It’s Fri-Yay! Maybe you will be cleaning out the refrigerator, making room for new food for next week. While on that weekend grocery run, grab some fresh blackberries. These jumbo sweet berries are still plentiful but not for much longer. I’ve actually run into a few markets without a supply yet keep looking and you’ll find them. Because you can’t let the weekend go by without making my Cardamom Blackberry Cobbler. Full of juicy blackberries and the unexpected flavor of cardamom.
Cardamom Blackberry Cobbler
My love of blackberry cobbler came from my Granny. She could make cobblers like nobody I have ever known. Granny taught me good food is made with love and it was ever present in everything she cooked. Her cobblers were thick and gooey with lots of crust and fruit. Ice cream was also available for topping her warm cobblers. You didn’t dare eat cobbler without.
Cardamom Blackberry Cobbler
So I decided to use different spices that pair well with blackberries to create a different flavor profile. Boy, did my pairing work. I usually use a touch of nutmeg and cinnamon yet wanting something just as good. Cardamom was my spice of choice and a favorite spice used in my Browned Butter Cardamom Sugar Cookies. Cardamom is strong in flavor and can overpower other ingredients so be careful. Otherwise, this cobbler is made with lots of love and precious memories.

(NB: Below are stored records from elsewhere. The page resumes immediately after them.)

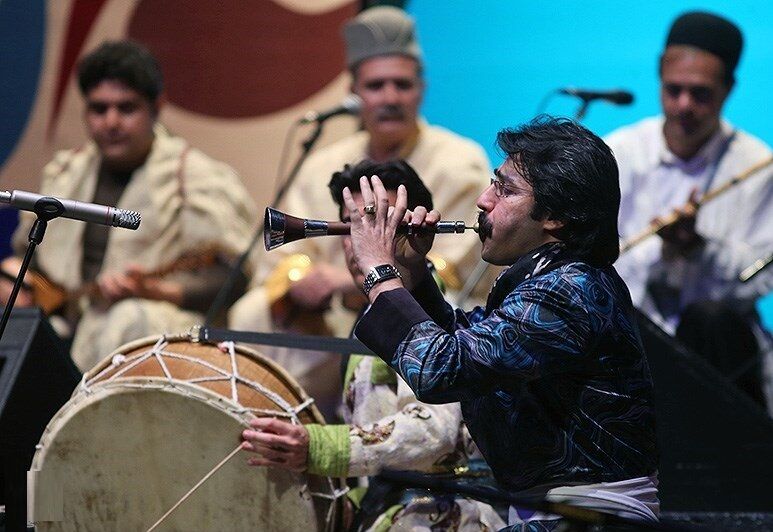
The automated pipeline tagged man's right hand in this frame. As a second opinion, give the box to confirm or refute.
[395,206,440,290]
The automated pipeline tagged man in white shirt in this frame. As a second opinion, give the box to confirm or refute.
[605,12,773,410]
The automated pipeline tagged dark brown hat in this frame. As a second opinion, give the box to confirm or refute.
[343,6,421,68]
[666,11,743,73]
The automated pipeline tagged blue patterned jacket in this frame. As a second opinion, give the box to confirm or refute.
[355,247,657,491]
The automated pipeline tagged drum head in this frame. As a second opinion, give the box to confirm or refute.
[29,378,325,531]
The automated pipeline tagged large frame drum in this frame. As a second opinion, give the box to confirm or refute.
[28,336,343,531]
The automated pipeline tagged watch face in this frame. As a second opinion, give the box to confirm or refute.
[362,264,400,295]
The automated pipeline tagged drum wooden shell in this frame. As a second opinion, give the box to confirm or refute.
[28,337,342,531]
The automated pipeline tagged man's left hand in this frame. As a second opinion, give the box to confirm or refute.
[658,190,703,258]
[242,417,309,472]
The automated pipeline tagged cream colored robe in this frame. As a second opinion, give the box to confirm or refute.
[14,125,256,371]
[229,123,491,411]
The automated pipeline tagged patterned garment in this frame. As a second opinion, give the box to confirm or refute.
[355,243,657,491]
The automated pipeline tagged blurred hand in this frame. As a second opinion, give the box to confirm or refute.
[287,263,357,310]
[97,265,183,305]
[242,417,309,472]
[652,190,703,258]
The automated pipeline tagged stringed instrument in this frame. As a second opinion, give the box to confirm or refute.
[0,245,223,315]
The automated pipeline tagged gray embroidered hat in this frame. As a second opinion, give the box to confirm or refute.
[343,6,421,68]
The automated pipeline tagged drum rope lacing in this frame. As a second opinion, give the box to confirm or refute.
[80,336,349,532]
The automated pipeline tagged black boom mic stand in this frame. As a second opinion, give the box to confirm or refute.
[0,197,64,338]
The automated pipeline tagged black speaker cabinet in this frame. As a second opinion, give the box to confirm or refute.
[639,314,773,512]
[0,309,81,530]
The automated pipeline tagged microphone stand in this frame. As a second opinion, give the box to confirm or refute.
[0,197,64,339]
[574,98,590,122]
[204,120,323,327]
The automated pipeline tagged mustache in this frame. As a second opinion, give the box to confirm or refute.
[376,105,405,120]
[478,211,494,242]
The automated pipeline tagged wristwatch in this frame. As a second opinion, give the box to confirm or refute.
[362,264,400,296]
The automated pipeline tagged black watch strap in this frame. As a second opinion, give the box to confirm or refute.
[362,264,400,295]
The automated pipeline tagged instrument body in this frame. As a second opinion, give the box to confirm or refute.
[263,207,478,251]
[28,336,340,531]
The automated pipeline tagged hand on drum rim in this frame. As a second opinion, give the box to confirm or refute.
[242,418,309,472]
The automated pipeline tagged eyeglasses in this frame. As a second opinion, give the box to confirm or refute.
[491,176,523,198]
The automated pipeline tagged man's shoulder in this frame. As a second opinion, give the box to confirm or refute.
[43,142,98,187]
[516,261,625,304]
[145,126,236,179]
[731,124,771,160]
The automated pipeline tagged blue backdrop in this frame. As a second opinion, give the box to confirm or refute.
[406,0,773,163]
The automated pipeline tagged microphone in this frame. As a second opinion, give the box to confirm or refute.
[298,94,362,124]
[0,190,140,229]
[558,87,633,105]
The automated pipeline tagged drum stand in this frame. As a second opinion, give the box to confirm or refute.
[0,197,64,338]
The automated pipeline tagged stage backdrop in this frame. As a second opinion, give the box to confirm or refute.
[0,0,773,220]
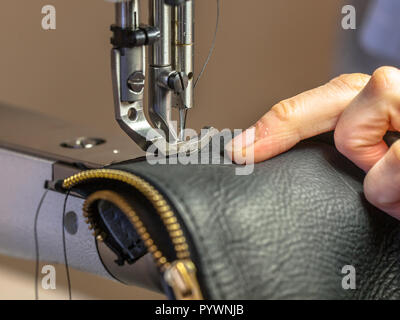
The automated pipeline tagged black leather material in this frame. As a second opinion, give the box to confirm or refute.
[105,137,400,299]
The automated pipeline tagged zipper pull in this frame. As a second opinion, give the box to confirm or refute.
[164,260,203,300]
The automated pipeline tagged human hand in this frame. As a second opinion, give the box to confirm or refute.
[226,67,400,219]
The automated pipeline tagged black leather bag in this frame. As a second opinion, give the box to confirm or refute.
[63,134,400,299]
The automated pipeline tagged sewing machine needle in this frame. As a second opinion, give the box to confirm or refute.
[179,108,187,141]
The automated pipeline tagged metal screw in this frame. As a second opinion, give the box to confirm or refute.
[168,72,189,93]
[128,71,146,94]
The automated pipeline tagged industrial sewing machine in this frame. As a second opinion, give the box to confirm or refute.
[0,0,213,296]
[111,0,216,155]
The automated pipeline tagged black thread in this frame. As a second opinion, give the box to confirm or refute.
[62,191,72,300]
[33,190,49,300]
[194,0,221,88]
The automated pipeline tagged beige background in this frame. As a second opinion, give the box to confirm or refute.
[0,0,342,299]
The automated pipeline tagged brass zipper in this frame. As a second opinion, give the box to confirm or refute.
[63,169,203,300]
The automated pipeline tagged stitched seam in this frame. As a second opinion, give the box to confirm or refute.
[136,170,228,299]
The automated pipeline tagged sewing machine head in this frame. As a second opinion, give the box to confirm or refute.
[111,0,214,155]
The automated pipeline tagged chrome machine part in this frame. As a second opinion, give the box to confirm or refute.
[111,0,215,155]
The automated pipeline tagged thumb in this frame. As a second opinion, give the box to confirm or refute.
[225,73,370,163]
[364,141,400,219]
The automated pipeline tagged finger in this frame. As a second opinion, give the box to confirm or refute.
[226,74,370,162]
[364,141,400,220]
[335,67,400,171]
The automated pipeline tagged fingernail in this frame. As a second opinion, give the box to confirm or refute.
[225,126,256,152]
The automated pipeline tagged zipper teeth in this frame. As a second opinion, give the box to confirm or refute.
[63,169,190,271]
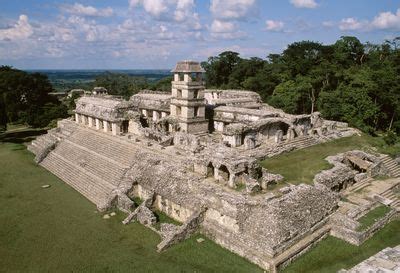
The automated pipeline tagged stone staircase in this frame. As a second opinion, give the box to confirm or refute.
[381,155,400,177]
[380,188,400,212]
[38,125,144,210]
[68,128,139,166]
[284,136,319,149]
[271,225,330,273]
[27,129,60,155]
[40,152,113,207]
[347,177,374,193]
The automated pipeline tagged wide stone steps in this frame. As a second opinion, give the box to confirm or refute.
[380,189,400,211]
[68,129,134,166]
[286,136,318,149]
[350,177,374,192]
[53,141,126,186]
[40,152,113,205]
[28,131,59,155]
[273,225,330,266]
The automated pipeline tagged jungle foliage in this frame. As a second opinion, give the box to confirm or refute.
[202,36,400,134]
[0,66,67,131]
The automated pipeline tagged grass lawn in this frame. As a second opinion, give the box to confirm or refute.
[261,135,394,185]
[283,219,400,273]
[357,205,390,231]
[0,142,262,272]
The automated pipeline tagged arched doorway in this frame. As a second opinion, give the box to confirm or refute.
[207,162,214,177]
[218,165,229,182]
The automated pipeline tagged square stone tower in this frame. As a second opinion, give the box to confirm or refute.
[170,61,208,134]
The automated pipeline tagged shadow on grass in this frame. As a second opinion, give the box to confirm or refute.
[0,128,47,143]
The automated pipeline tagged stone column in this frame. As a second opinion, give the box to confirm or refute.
[153,111,160,121]
[228,173,236,189]
[111,122,121,136]
[286,128,295,141]
[96,118,100,130]
[275,130,283,143]
[214,166,219,180]
[88,117,93,128]
[103,120,108,133]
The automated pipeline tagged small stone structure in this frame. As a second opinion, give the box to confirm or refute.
[29,61,372,271]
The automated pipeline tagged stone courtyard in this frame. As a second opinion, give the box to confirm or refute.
[29,61,400,272]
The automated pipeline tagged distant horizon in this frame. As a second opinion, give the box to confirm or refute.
[0,0,400,70]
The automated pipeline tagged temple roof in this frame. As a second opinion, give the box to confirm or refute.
[171,61,206,73]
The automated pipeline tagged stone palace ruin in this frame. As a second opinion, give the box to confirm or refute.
[29,61,400,271]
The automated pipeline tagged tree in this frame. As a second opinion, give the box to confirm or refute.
[94,72,147,99]
[0,66,66,128]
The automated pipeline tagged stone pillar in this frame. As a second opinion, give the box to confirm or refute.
[111,122,121,136]
[153,111,160,121]
[88,117,93,128]
[275,130,283,143]
[103,120,108,133]
[214,166,219,180]
[228,173,236,189]
[96,118,100,130]
[287,128,295,141]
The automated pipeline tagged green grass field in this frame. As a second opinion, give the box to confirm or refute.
[261,135,396,185]
[284,219,400,273]
[0,142,262,272]
[0,132,400,272]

Cardamom Blackberry Cobbler
As I enjoy the rest of my Friday night, I will be thinking of other desserts to knock your socks off as Fall approaches. Bet you’re asking what is she going to do with apples, pumpkin, warm spices, etc. You’ll just have to stay tuned, however, enjoy the rest of blackberry season and bake up my cobbler for everyone to fall in love and drool over. So worth the effort, I promise and don’t forget the ice cream. If you make this recipe, leave a comment or # chowdownlowdown. Love to see your creations.
Have a great weekend!
Cardamom Blackberry Cobbler
Cardamom Blackberry Cobbler
5 – 6 oz. containers of blackberries
2 T. fresh lemon juice
2 t. lemon zest
2 T. instant tapioca
1 t. ground cardamom
3/4 t. ground cinnamon
1/4 t. kosher salt
1/2 to 3/4 cup raw cane sugar (depending on berry sweetness) plus extra for dusting the top)
1 cup water
1/4 cup unsalted butter, cut into pieces
3 – 9 to 10-inch pie crusts (homemade or store-bought)
In a 3-quart saucepan, combine blackberries, lemon juice, and lemon zest. Next, mix together tapioca, cardamom, cinnamon, salt and sugar.
Mix dry ingredients into berry mixture and pour in water. Bring filling to boil over medium-high heat then reduce heat to simmer and cook, stirring occasionally for 15 minutes. Remove from heat. Add in butter while filling is hot, stirring until melted.
Heat oven to 375 degrees. Butter a 13×9-inch baking dish. Cut one pie crust into small pieces and stir into blackberry filling. Ladle filling into prepared baking dish.
Cut remaining pie crust into desired shapes like squares and place onto filling. Dust top of crust with cane sugar.
Bake for 50 minutes or until bubbly and golden brown.
Serve warm or at room temperature with vanilla ice cream.